A - Some text of various length
B - this exact unique sequence in every file in every folder: CR Student_ID tab tab CR. this sequence marks the beginning or the text I need-
C - the relevant part I need after the sequence CR Student_ID tab tab CR till the End of Each file. The length can change but it is not relevant as I need everything till the end of each file-

How can I write a script which will only return a text file with only "part C" in each file within the various folders?
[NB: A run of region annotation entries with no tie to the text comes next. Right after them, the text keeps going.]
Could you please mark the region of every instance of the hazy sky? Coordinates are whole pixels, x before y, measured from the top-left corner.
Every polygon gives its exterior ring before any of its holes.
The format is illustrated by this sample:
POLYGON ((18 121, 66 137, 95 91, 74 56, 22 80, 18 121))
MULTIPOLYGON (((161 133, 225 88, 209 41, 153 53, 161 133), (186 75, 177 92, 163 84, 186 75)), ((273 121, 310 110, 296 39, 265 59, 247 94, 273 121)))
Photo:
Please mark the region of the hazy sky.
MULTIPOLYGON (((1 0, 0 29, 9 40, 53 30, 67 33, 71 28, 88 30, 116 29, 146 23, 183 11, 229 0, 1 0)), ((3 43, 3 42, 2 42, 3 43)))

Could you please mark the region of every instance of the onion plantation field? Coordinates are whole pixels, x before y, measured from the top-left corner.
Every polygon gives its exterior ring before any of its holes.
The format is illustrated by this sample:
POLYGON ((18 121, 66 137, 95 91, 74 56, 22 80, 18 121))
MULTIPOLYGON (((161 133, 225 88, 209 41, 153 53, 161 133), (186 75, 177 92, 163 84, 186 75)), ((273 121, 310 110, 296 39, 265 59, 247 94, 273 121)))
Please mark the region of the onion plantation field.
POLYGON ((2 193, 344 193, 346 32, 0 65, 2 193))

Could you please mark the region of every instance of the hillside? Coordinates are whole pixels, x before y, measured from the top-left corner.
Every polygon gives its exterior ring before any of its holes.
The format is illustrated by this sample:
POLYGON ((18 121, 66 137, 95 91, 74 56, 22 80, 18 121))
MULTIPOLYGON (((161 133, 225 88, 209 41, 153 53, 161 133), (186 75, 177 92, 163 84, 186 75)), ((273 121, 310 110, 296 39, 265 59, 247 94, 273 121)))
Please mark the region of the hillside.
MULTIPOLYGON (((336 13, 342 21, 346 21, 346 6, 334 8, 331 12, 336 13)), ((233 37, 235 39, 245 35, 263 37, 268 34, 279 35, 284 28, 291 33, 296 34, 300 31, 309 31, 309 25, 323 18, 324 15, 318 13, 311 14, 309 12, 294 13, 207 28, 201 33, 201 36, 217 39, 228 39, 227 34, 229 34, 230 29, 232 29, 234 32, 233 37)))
The text : CR Student_ID tab tab CR does not appear anywhere else in the files. therefore it could be a starting point for extracting the text all the way to the end of each file


Thanks a lot for any help I am unable to solve this problem



Big Dave
May 3, 2013, 07:06 PM
I don't think you need an apple script to do this. Here is how I would do it.

Open a terminal.
cd to your Main folder. Ex: cd /Users/yourname/Documents/folder/

Now we want to use find to locate your files.

find ./ -name "*somecommonterm*" -exec sed -n -e '/CR Student_ID//,$p' {} \;

This command just looked for your files and then printed everything after the search term and printed it to the screen. if you want it to write out to a file, then..

find ./ -name "*somecommonterm*" -exec sed -n -e '/CR Student_ID//,$p' {} \; > outfile

This will overwrite every time you find a new file so use >> outfile to have all your results go to one file.

-Big Dave

etnad
May 13, 2013, 04:40 PM
Thanks ...